Although, as others have said, there are no guarantees, you'll typically find that a single write will be faster than a single read. The write will be likely to copy the data into a buffer and return straight away, while the read will be likely to wait for the data to be fetched from the storage device. Sometimes the write will be slow if the buffers fill up; sometimes the read will be fast if the data has already been fetched. And sometimes one of the many layers of abstraction between fread/fwrite and the storage hardware will decide to go off into its own little world for no apparent reason.
The C++ language makes no guarantees on the comparative performance of these (or any other) functions. It is all down to the combination of hardware and operating system, the load on the machine and the phase of the moon.
These functions interact with the operating system's file system cache. In many cases it is a simple memory-to-memory copy. Write could indeed be marginally faster if you run your program repeatedly. It just needs to find a hole in the cache to dump its data. Flushing that data to the disk happens at a time you can't see or measure.
More work is usually needed to read. At a minimum it needs to traverse the cache structure to discover if the disk data is already cached.

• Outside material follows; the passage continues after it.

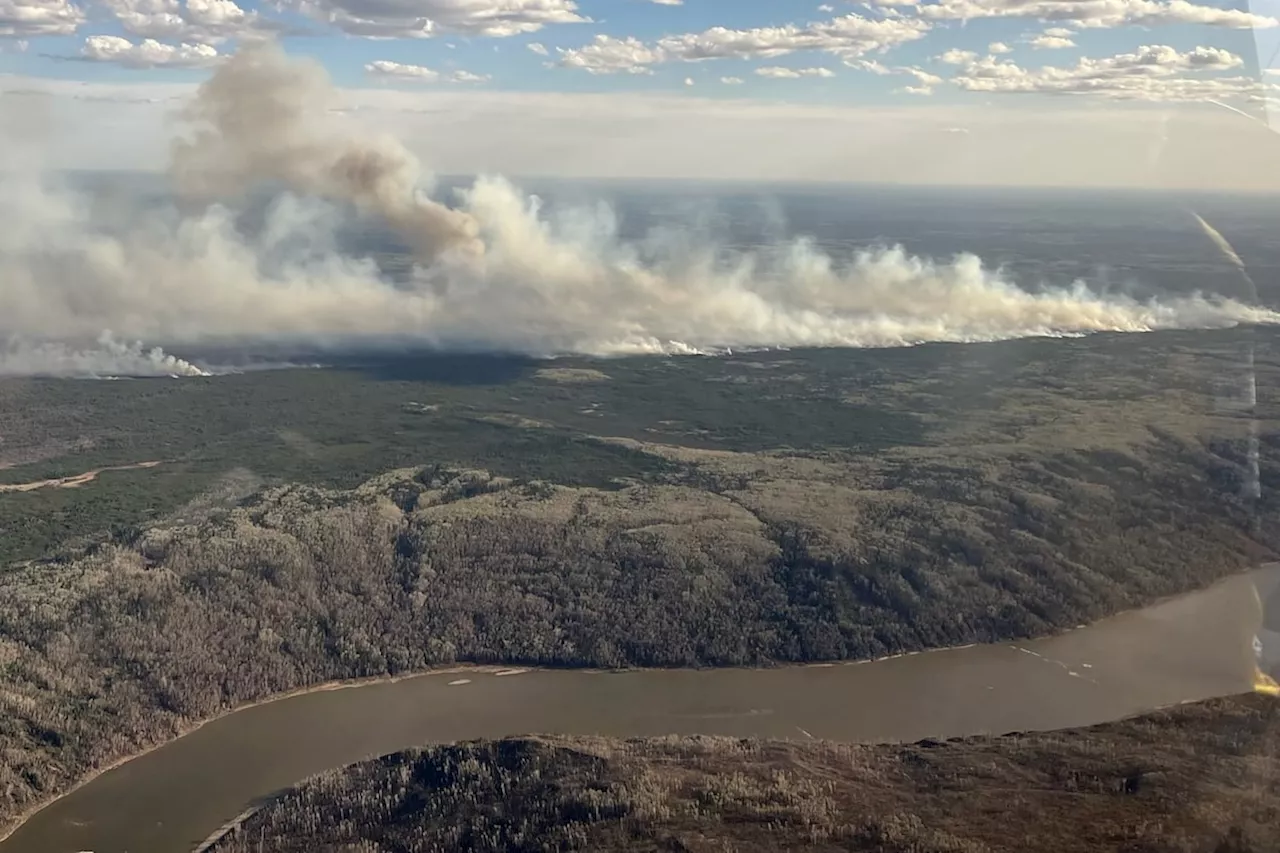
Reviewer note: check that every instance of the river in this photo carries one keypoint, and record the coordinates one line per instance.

If not, it is going to have to block on a disk driver request to retrieve the data from the disk, that takes many milliseconds.
The standard trap with profiling this behavior is taking measurements from repeated runs of your program. They are not at all representative for the way your program is going to behave in the wild. The odds that the disk data is already cached are very good on the second run of your program. They are very poor in real life, reads are likely to be very slow, especially the first one. An extra special trap exists for a write, at some point (depending on the behavior of other programs too), the cache is not going to be able to buffer the write request. Write performance is then going to fall of a cliff as your program gets blocked until enough data is flushed to the disk.
Long story short: don't ever assume disk read/write performance measurements are representative for how your program will behave in production. And perhaps more to the point: there isn't anything you can do to solve disk I/O perf problems in your code.
You are seeing some effect of the buffer/cache systems as other have said, however, if you use async API (as you said your suing fread/write you should look at aio_read/aio_write) you can experiment with some other methods for I/O which are likely more well optimized for what your doing.
One suggestion is that if you are read/update/write/reading a file a lot, you should, by way of an ioctl or DeviceIOControl, request to the OS to provide you the geometry of the disk your code is running on, then determine the size of a disk cylander so you may be able to determine if you can do your read/write operations buffered inside of a single cylinder. This way, the drive head will not move for your read/write and save you a fair amount of run time.